Parameters
The library has the following parameters. Some of them have default values but its better to tune them to optimal values for best results.
TSF parameters
-
data: Dataframe containing the time series you want to forecast for. It may be incomplete with missing dates and have multiple time series of different products/locations together.
-
date_col: Name of the column containing dates.
-
target_col: Name of the column containing the target to be forecasted.
-
validation_starting_date: Date from which to start validation. Evaluation will be performed on validation data.
-
validation_ending_date: Date at which to end validation. Evaluation will be performed on validation data.
-
forecast_starting_date: Date from which you want the forecast to begin.
-
forecast_ending_date: Date upto which you want to forecast.
-
period: Periodicity of the input data. Could be 'D' for daily, 'M' for monthly, 'A' for annual, 'A-MAR' for annual at March 1 every year, 'MS' for stating of every month, 'ME' for end of every month, etc. (default 'D')
-
aggregate: Whether to perform daily, monthly or annual forecast. (default 'M' for monthly)
-
agg: Flag which indicates whether you want to aggregate the data. Set to True if you have daily data and want to forecast monthly, etc. Set to False if you have monthly data and want to perform monthly forecasts, etc. (default True)
-
starting_date (optional): Date from which you want the time series to begin, if you don't want the entire historical data available. (default None)
-
product_col (optional): Name of the column containing name of different products (default None)
-
discontinue: Whether to discontinue products with 0 values in checked time period (default False)
-
check: List of periods for which to check whether to discontinue products (default [])
-
threshold: Threshold below which if a target total is for a product (for the check periods), and if discontinue is True, product will be removed. (default 1)
-
covariates: The list of covariates to be joined to the time series dataframe. (default None)

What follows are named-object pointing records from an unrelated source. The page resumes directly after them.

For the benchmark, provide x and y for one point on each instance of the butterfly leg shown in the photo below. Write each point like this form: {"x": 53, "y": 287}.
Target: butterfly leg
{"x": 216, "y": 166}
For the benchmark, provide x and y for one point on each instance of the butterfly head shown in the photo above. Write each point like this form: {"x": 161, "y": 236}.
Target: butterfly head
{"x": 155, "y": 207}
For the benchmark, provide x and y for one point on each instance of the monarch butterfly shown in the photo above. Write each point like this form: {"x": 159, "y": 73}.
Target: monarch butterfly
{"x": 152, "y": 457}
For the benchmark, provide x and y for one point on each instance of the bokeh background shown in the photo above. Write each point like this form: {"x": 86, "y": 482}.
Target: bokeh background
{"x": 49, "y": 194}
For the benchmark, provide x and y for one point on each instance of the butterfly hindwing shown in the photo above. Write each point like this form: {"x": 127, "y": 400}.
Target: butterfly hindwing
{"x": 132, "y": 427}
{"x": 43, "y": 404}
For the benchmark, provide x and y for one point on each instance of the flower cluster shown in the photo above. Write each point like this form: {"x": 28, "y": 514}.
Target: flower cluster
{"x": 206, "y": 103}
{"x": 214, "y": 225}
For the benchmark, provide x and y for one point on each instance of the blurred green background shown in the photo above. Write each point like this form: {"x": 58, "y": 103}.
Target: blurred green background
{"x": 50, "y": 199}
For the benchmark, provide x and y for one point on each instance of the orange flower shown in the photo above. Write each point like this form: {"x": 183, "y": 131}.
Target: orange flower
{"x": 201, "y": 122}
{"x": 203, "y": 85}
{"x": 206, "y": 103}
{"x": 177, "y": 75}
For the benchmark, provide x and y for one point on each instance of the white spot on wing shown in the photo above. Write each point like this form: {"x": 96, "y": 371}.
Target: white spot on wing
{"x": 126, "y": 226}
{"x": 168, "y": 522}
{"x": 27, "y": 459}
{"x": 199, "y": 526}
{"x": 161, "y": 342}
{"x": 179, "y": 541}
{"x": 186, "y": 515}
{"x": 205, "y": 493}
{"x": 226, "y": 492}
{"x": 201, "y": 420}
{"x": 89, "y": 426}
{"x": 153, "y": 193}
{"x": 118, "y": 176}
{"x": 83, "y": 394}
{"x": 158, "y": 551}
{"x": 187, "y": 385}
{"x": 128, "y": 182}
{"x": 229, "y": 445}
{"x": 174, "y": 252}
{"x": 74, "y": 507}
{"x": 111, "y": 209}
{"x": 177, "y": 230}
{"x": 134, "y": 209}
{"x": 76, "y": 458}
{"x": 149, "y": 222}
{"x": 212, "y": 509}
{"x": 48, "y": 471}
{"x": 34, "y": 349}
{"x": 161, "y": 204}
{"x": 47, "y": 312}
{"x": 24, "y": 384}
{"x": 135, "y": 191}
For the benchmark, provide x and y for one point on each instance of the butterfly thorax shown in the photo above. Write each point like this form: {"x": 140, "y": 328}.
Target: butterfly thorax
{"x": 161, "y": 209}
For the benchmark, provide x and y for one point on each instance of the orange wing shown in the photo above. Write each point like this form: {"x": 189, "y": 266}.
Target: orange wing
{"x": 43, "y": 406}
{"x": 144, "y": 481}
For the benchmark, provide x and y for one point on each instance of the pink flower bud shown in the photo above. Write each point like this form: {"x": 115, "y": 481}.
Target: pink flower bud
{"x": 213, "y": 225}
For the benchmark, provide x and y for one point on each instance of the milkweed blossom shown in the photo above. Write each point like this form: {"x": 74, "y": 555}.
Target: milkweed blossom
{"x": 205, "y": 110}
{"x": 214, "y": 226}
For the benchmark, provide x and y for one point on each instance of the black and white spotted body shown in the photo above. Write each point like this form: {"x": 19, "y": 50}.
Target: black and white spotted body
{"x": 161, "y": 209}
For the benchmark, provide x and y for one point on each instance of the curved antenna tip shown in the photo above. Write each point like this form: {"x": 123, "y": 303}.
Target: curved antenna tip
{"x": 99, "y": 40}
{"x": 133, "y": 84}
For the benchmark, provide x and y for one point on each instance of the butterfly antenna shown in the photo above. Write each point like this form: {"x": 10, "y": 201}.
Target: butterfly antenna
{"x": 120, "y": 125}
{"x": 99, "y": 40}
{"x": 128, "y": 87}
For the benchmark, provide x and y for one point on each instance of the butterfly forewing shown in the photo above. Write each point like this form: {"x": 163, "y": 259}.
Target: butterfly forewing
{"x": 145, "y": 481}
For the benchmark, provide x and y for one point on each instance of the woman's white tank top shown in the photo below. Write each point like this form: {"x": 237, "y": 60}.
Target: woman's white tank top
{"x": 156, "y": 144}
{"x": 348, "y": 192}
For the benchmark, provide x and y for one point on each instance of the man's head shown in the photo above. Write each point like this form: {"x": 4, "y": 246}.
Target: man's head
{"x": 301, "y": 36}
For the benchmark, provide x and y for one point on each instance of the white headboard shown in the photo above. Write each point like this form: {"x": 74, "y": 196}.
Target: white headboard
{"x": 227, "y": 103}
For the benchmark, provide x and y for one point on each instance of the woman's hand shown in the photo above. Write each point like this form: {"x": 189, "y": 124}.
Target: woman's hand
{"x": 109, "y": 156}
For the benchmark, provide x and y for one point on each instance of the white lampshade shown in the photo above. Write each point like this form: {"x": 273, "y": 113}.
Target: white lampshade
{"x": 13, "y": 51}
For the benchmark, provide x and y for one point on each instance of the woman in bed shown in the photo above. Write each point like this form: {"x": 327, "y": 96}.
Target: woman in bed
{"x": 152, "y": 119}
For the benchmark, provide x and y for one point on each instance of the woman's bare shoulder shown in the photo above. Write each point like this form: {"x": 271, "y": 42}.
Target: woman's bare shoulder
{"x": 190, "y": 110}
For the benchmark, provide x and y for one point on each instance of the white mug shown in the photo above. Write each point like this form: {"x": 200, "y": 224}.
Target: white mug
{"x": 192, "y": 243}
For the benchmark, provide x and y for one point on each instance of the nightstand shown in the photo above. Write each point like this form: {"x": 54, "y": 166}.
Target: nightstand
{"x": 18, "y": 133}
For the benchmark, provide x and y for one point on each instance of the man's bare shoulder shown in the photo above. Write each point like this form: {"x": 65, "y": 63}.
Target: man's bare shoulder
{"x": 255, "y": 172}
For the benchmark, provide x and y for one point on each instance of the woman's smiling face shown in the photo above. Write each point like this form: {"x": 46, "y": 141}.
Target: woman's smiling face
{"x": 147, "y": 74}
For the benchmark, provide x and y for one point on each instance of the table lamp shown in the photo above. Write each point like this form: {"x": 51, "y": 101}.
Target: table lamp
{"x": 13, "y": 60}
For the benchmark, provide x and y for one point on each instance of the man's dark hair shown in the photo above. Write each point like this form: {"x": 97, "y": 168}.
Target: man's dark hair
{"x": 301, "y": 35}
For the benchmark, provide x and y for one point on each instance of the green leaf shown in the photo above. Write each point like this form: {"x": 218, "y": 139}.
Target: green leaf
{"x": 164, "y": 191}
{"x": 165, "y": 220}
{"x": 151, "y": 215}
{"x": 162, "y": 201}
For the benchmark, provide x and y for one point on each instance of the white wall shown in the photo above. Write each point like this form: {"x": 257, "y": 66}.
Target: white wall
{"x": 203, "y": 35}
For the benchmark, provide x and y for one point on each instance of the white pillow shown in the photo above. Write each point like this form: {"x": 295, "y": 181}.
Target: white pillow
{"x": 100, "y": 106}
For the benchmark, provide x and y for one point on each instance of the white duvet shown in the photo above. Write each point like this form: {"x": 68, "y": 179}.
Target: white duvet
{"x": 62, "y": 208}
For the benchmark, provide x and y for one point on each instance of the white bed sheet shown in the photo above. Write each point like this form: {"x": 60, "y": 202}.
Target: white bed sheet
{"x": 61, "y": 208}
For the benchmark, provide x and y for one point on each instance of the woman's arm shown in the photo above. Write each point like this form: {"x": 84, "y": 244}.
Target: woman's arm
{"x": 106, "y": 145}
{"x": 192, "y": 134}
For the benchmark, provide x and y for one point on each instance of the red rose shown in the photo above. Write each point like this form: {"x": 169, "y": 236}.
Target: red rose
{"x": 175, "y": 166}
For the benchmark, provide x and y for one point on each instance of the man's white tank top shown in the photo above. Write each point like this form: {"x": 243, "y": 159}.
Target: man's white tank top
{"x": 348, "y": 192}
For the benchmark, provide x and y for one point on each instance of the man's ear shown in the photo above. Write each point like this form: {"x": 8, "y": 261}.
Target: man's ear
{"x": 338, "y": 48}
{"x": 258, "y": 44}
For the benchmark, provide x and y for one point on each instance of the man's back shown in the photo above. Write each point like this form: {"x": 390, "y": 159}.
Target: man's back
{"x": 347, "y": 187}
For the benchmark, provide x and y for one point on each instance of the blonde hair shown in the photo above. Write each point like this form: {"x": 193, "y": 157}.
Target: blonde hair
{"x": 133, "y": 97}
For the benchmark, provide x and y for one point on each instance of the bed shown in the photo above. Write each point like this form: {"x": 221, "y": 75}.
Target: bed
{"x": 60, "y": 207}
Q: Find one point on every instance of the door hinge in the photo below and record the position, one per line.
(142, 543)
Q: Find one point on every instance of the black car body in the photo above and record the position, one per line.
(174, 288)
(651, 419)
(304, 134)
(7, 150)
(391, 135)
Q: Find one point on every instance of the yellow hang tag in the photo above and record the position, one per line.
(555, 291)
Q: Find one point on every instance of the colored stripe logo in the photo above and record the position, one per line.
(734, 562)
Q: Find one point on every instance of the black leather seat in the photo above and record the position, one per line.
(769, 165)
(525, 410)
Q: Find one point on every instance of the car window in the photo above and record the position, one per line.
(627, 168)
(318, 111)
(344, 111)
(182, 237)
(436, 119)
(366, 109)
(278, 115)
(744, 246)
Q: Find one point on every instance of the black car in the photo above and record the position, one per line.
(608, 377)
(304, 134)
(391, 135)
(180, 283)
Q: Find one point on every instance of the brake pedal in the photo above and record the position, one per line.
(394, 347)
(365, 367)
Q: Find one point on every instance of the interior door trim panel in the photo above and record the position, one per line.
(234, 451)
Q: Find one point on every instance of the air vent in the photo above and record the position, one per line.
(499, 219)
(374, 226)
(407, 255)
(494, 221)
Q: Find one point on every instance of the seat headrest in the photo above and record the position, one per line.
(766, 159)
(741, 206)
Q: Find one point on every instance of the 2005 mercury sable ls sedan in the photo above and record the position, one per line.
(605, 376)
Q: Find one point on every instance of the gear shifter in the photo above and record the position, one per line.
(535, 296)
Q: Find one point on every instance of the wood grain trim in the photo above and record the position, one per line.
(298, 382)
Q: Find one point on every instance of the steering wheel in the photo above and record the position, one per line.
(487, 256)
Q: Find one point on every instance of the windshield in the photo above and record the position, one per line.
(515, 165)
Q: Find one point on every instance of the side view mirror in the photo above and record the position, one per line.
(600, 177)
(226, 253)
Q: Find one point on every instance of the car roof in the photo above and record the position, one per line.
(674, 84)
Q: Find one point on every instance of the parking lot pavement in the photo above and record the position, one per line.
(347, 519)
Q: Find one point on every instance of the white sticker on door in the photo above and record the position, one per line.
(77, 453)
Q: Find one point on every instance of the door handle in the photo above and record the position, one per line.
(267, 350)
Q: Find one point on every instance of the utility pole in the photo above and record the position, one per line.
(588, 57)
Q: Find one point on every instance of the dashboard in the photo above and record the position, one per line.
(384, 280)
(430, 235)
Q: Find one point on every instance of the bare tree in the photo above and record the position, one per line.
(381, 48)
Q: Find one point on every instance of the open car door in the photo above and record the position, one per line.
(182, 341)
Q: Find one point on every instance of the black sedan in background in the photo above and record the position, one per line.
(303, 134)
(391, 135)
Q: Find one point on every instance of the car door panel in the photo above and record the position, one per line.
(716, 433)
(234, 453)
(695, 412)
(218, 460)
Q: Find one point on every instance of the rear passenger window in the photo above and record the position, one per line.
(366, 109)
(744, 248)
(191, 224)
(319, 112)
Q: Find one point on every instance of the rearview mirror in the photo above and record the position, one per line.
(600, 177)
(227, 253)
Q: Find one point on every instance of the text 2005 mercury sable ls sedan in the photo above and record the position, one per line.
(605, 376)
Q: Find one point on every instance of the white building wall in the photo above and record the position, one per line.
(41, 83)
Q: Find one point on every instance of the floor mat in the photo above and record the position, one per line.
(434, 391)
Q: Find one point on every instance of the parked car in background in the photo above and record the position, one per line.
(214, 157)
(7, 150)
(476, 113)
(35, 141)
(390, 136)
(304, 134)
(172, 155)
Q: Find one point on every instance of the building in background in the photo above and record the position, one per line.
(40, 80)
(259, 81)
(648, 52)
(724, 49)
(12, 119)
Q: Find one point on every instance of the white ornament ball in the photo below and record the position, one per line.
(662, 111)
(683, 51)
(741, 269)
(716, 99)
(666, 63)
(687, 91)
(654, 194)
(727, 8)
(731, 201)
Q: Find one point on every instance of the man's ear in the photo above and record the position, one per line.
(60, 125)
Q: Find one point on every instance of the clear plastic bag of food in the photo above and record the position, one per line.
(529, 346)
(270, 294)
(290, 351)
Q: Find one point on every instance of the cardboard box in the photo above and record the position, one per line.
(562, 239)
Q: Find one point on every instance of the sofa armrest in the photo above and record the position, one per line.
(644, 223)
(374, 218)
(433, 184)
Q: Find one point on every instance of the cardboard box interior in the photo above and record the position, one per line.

Feature Engineering parameters
-
n_lags: Number of time lags to use. (default 12)
-
order: Order of time trend to use (default 3)
-
fourier: Number of fourier components to use for seasonality (default 0)
-
seasonal_features: Whether to use trend and seasonality features. (default True)
-
cyclic_features: Whether to use cyclic features, i.e., sin and cos waves indicating the date. Because 1st of a month and 30th of a month are close, despite not seeming to be so. (default True)
-
time_features: Whether to use time features year, month, quarter. (default False)
Forecasting parameters
- model: The regression model you want to use. Can be sklearn, xgboost, or any other valid regression with fit() and predict() methods. (default StackingRegressor with base estimators CatBoostRegressor and RandomForestRegressor and final estimator HuberRegressor)
Note that the tsf() method has the same parameters as Feature Engineering and Forecasting parameters.